Chinese Yuan, INR and Indian Stock Market

Shashikant Singh
/ Categories: Trending

The Indian equities in the last few months are witnessing a sharp cut in their value. Someone who is observing the index is not likely realised this as at index level the fall is contained, especially large cap indices. The broader markets are down by little more than 15 per cent, however, at an individual stock level, the falls are nasty. On daily basis, more and more stocks are touching their 52-week low on a daily basis. More than 100 stocks in BSE touched their 52-week low on July 2 in the first one hour of trading.

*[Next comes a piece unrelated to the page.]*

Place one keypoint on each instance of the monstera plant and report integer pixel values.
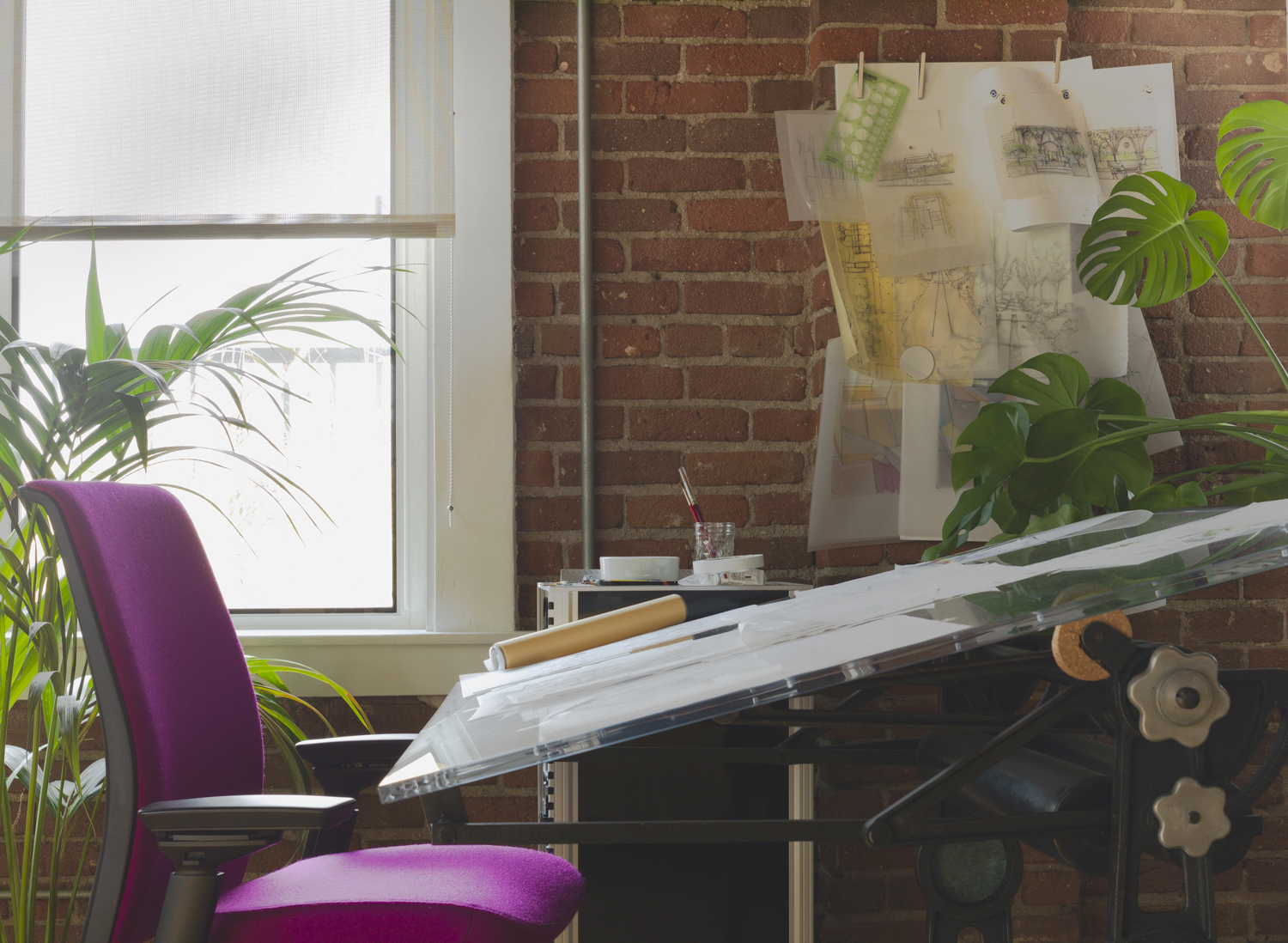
(94, 412)
(1063, 450)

The reason for such fall has more to do with the international factors. Trump administration is high on its protectionist measures, especially against China with whom they have a huge trade deficit. This has provoked China to let its currency depreciate against the US$, which is accentuated by the rising US interest rates. The impact of this is that both currencies and stocks of China are set for their worst quarter fall since September 2015. China may be using a weakened yuan as a weapon against US trade restriction.

 

The problem is that the fall we’re seeing in the yuan has reverberated across the rest of emerging markets including India, given the size of the Chinese economy as well as the economic and financial linkages across the region. This fall can turn into a vicious cycle where sell-off in stocks and currency could spark a bout of capital outflows, which again will lead to more sell-offs in stocks. This may create a ‘financial panic’, according to a leaked report from a Chinese government-backed think tank.

This is not the first time that we are going through this situation, earlier in the year 2015, we went through the similar situation. The fall in yuan led to a fall in the currency of emerging markets including rupee, which ultimately led to a fall in the stock market. The graph below shows the relationship between Indian rupee against US dollar and Sensex. This clearly shows as the value of rupee drops against US dollar, stock market represented by Sensex also drops, though at a slower pace.



Going one step further we checked the statistical significance of this relation. There is a high correlation between Sensex movement and USD vs INR movement. For one year between FY15 and FY16 they moved in tandem at 94% of the time. Nonetheless, if we take correlation between their everyday returns the correlation drops to 0.45, which means only 45% of the time they moved in tandem.

We dig further to understand the relation between them and tested if fall in the value of INR triggers fall in the Sensex or fall in the Sensex causes fall in value INR. We found that although there is a high correlation between both the variables, fall in the value of INR does not directly causes fall in Sensex. On the contrary, depending upon the constituents of Sensex (if the weight of the companies such as Pharma and IT that derive major revenue in USD), fall may help Sensex to gain.

Therefore, though fall in the external value of INR and fall in Sensex coincide, they do not cause fall of each other directly. There may be factors that get triggered due to fall in rupee or which causes fall in the Sensex.